Был один только человек в Риге, которого Ш. боялся, – Янис Карклинь, по профессии театральный критик, был человеком необычайной внутренней силы. Идеалист, умевший любить свою родину без шовинизма, прямой, правдивый и бесстрашный, он был как бы совестью своих соотечественников. Все общественные круги считались с его мнением. На все он имел свою собственную, всегда оригинальную точку зрения. Он как бы выдел добро и всегда безошибочно указывал путь к нему. Это был маленький улыбающийся человек лет сорока, молчаливый, скромный и незаметный. Если он появлялся на собраниях, его седая голова всегда виднелась в задних рядах. Если он тихонько, с улыбкой, поблескивая очками, кивал головой – собрание голосовало: «да»; если же он сидел неподвижно – дебаты продолжались. Янис взял нашу школу под свое негласное покровительство, и много скверных затей Ш. погибло под молчаливым взглядом Яниса. Однажды он сказал мне:

– Михаил, ты бы поставил нам оперу.

– Янис, друг, боюсь – не сумею, никогда не ставил опер.

– Ничего, – сказал он и умолк.

Через два дня директор оперы (дирижер) предложил мне постановку «Парсифаля», предоставив для работы неограниченное время и значительные материальные средства.

Спектакли с моим участием в обоих театрах продолжались, и уже были поставлены две картины оперы, когда со мной неожиданно случился сердечный припадок и я больше чем на месяц слег в больницу. В школе воцарился Ш., и судьба школы стала сильно тревожить меня. Янис успокаивал, говоря, что следит за Ш. Но еще больше беспокоила меня неоконченная работа в опере. Я умолял профессора, директора клиники, хоть на несколько часов в день отпускать меня для работы над «Парсифалем», но он не внял моим мольбам, и пришлось прибегнуть к хитрости.
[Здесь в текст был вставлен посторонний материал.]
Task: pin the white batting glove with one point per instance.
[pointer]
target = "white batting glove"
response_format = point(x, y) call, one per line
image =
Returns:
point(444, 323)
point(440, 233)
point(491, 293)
Ассистент мой по ночам тайно пробирался в больницу. Я вставал и, крадучись, выходил в коридор. При свете тусклой синей лампочки я наскоро излагал ему план постановки той сцены, над которой он должен был работать наутро. Так, уставая и мучаясь от боли, я все же довел постановку до конца. Перед последней генеральной репетицией я потребовал, чтобы меня выписали из больницы, и, сидя в зрительном зале, глотая пилюли, прослушал всю оперу. Премьера была торжественной. Публика стала собираться задолго до начала, опоздавших не было, и в зале царила благоговейная тишина. Праздничная атмосфера зрительного зала передалась певцам и хористам, и они провели весь спектакль с большим подъемом. Аплодисментов между актами не было, но, когда опустился последний занавес, публика устроила овацию участникам спектакля, и вызовам не было конца. Зрители не скоро покинули зал.

После выхода из больницы жизнь моя резко изменилась. Я уже не мог играть и не в состоянии был ездить в Литву. Но школу я все еще иногда посещал. Уроков давал мало, педагогических и организационных заседаний старался не пропускать. Однажды ночью, возвращаясь с одного из таких заседаний, я заметил, что улицы как-то особенно пусты и тихи. И мне показалось: странная, напряженная атмосфера окружает меня, вызывая какие-то далекие, неясные воспоминания. Знакомое чувство беспокойства охватило меня. Я силился вспомнить, не мог, и это увеличивало безотчетную тоску. Вдруг мимо меня промчался грузовик. В нем плотно, плечо к плечу, стояли в молчании люди. Другой, третий грузовик. Снова все стихло. Наутро стало известно: в Латвии совершился бескровный переворот. Но переворот был в пользу фашистов. Воцарился Ульманис, и началась жестокая травля иностранцев. Настал день полного и окончательного торжества моего милого протеже Ш. Он вдруг оказался могущественным человеком. Не выходило ни одного газетного номера, где бы Ш., скрываясь под разными псевдонимами, не требовал моего немедленного удаления из их «обновленной» страны. Друг мой Янис был захвачен врасплох. Влияние его исчезло так же быстро, как возросло влияние Ш. Я уехал в деревню. Здоровье мое ухудшилось, и мне приказано было лежать. Я много читал, изучал циклы лекций Рудольфа Штейнера и продолжал записывать свои мысли об актерской технике.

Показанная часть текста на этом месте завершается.